Dan Beard Merit Badge Challenge
Completing the Merit Badge
There are 5 requirements you must complete to earn the merit badge. We will discuss all of them together and for #3, you will create an animation of your own which is a big task you need to accomplish.
Before we meet on our first Saturday, please review the History of Animation by going to these 2 links. You don’t need to read every word. Just review them and get a feel for the history. We will be discussing them during our 2nd Zoom meeting. I will be adding 2 more links to some video history on YouTube which do a great job covering some details.
For our first meeting, we will be concentrating on learning about the 12 Principles of Animation. The link to the video is below the image with the numbers. Please watch this before our first Zoom meeting. It is about 30 minutes long. After the Zoom meeting, you will need to decide which of the 2 principles you want to demonstrate. Then you will make a cartoon type story board that outlines what your video is going to do. Both of these are due before the 2nd day we meet on Zoom. I will review your 2 choices and your cartoon panel drawing and make some suggestions over email. Please keep the scope of your animation short and simple. I’ll help you know whether you are on the right track, if it is going to be too much work, or if it will be too little.
See meritbadge.org/wiki/index.php/Animation for the requirements.
The video you are creating must be at least 8 seconds long and show me the 2 techniques you have selected. If you want to split that up into 2 animations showing one technique each, that is fine. Remember, 1 second of animation is 24 frames, so you will need 172 images or more to create a video that is long enough. We will be discussing techniques that you can use to reduce this work quite a bit.
Below are some examples of storyboards showing a plan for an animation. These are just ideas, don’t feel like you have to make anything fancy. I just need to see what you are planning to do so I can help you.

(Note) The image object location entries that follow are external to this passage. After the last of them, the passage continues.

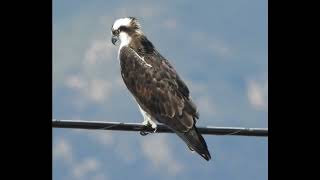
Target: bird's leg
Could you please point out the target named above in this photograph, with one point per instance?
(153, 125)
(147, 122)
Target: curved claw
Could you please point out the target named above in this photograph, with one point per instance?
(143, 133)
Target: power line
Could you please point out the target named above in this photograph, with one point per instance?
(119, 126)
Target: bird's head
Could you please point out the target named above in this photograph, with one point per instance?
(124, 28)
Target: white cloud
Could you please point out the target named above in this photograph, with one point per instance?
(201, 97)
(98, 50)
(158, 151)
(104, 138)
(205, 105)
(218, 46)
(86, 166)
(258, 94)
(170, 24)
(78, 169)
(62, 150)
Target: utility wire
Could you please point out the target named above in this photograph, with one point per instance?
(119, 126)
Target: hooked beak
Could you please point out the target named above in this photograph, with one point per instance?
(114, 39)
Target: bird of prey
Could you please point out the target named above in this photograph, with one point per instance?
(161, 94)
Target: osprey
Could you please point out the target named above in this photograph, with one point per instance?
(159, 91)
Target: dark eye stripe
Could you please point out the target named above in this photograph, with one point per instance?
(124, 28)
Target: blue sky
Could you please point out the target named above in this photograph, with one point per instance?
(219, 48)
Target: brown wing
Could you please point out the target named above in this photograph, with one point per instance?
(158, 89)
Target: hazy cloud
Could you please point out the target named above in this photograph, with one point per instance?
(258, 94)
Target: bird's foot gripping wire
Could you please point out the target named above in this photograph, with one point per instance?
(147, 126)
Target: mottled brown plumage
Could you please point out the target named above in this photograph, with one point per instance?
(157, 87)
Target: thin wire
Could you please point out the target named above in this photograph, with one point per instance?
(110, 126)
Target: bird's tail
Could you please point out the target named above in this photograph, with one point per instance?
(196, 142)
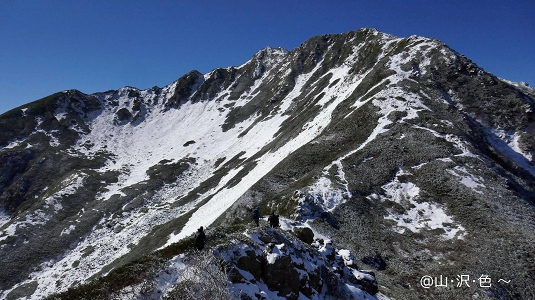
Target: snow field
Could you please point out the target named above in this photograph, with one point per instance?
(417, 215)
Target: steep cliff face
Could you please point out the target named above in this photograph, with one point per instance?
(399, 148)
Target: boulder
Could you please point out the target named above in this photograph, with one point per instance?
(305, 234)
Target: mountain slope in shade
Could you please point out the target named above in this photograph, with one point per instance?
(396, 146)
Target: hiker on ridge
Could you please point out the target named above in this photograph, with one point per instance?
(256, 215)
(273, 220)
(199, 238)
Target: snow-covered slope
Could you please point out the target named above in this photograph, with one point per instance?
(402, 132)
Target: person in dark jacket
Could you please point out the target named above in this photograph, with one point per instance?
(256, 216)
(273, 220)
(199, 238)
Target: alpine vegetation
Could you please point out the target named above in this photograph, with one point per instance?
(395, 168)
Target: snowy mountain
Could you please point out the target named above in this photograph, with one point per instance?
(396, 150)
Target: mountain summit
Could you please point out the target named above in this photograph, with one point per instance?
(399, 151)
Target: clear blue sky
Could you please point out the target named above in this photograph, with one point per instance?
(97, 45)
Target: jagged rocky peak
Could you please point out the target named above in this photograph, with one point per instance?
(394, 148)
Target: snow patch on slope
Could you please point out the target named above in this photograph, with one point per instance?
(469, 180)
(417, 215)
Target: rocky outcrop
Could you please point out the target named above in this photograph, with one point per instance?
(291, 267)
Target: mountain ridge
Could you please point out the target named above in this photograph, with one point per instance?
(385, 128)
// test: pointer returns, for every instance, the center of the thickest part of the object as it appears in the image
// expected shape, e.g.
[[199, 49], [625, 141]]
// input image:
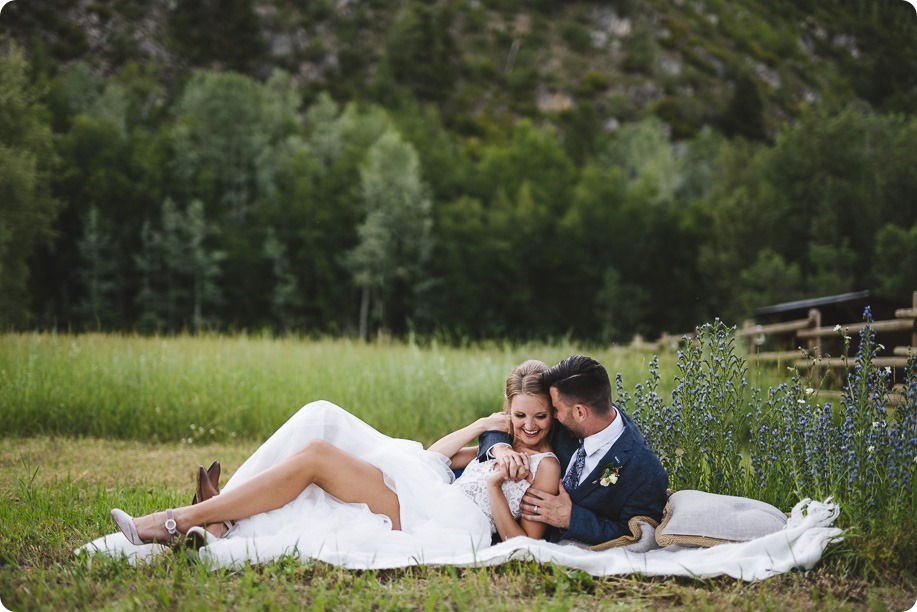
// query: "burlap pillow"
[[697, 518]]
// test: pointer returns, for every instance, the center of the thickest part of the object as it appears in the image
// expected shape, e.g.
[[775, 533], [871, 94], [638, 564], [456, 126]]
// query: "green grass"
[[97, 421], [217, 388]]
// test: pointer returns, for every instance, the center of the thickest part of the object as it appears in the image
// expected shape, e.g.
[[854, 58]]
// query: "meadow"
[[95, 421]]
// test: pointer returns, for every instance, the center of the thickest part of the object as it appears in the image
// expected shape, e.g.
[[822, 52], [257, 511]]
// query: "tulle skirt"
[[437, 520]]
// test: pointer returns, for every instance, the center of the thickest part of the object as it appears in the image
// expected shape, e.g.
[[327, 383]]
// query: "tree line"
[[234, 204]]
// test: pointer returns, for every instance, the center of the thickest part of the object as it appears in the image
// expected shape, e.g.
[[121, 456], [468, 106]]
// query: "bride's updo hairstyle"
[[525, 379]]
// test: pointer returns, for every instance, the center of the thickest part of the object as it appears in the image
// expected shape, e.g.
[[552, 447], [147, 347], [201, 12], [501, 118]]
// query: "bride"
[[328, 486]]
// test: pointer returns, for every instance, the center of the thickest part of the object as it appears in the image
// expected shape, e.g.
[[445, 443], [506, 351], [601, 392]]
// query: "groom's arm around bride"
[[610, 474]]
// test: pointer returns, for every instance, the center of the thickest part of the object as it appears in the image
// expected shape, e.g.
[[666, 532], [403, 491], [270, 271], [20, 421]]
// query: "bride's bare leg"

The key is to show me the key parts of your animation. How well they are drawn doesn’t matter. This is very much like a cartoon and is concerned only with conveying a story.
The other decision you have to make is how you are going to create your animation. You may choose any method you wish. I have listed a few options to help provide some guidance. I’ll be showing some of them in our Zoom discussion so we can see how they work. It is important that you pick one that you are comfortable with. Creating 176+ images is going to be hard enough without having to learn how to use tools or work with items you are not familiar with. So keep in mind what tools you have, what you enjoy working with, and know that you can complete in the little time we have before the 3rd meeting.
- Cell Animation – Hand-drawn (Disney) [very hard]
- Limited – Like old cartoons and anime [hard]]
- Stop Motion – Frame by frame picture taking [easy]
- Claymation – Requires skill in modeling with clay [hard]
- Cutout – Paper cutouts [medium]
- Zoetrope – Circular motion with strobe light [hard]
- Flipbook – Most popular and very portable [medium]
Here is a video on how to make a flipbook.
There is software out there that can take a lot of pictures and make a movie from them. These are great when creating a stop motion animation. You can also take pictures of each page in your flipbook and make a movie out of it.
I can’t really offer much help in the creation of your movie. Whatever you do though, you need to be able to email it to me or show it over Zoom. I need to see it so I can review it. If you did it on a gaming device or phone, make sure that it will be visible over Zoom. Some devices have flicker which creates filming problems. You always want to have a backup of the work you have done. Nothing is worse than working a long time on a project only have it disappear or fail because of a technical problem.
When we get together for our second meeting, we will be discussing the storyboard and getting feedback from each other. We will also discuss what you have chosen for your medium, and the way you are going to create your animation. We will continue our discussion on the 12 principles as needed to reinforce your understanding of what you have chosen to demonstrate. And we will review a couple of badge requirements such as visiting an animation studio and discussing what jobs exist related to animation and the industry. I’ll be adding links here later so that you can watch the videos on your own time and we will just need to discuss them when we get together.
NOTE: Creating your animation is going to take a lot of time. Be reasonable on how much you are trying to do. Get an early start and don’t worry about small imperfections. Do your best to work through them. You can always go back and fix things as needed. Don’t forget that you are trying to demonstrate 2 of the 12 techniques. If you find that you just can’t do one of them, email me which technique you want to switch to. Changing your mind is not a bad thing. The important thing is showing me that you understand the techniques, not the quality of your movie.
On our last day, we will be reviewing the animations everyone created together. I like to share them with everyone, so if you don’t want to do that, let me know when I ask for your video.
If your video is done and meets the requirements, I’ll mark you ask complete with Dan Beard and they will get with your Scoutmaster to get you your blue merit badge.
If you are not done, we can continue working together over email and once you have finished the project, I can inform Dan Beard that you have completed the merit badge. If you just want a partial for the merit badge, let me know and I’ll make that happen. But I encourage you to make the effort to complete since you have the information fresh in your mind.
If there are any requirements that we haven’t yet completed, we will finish them up on this last day.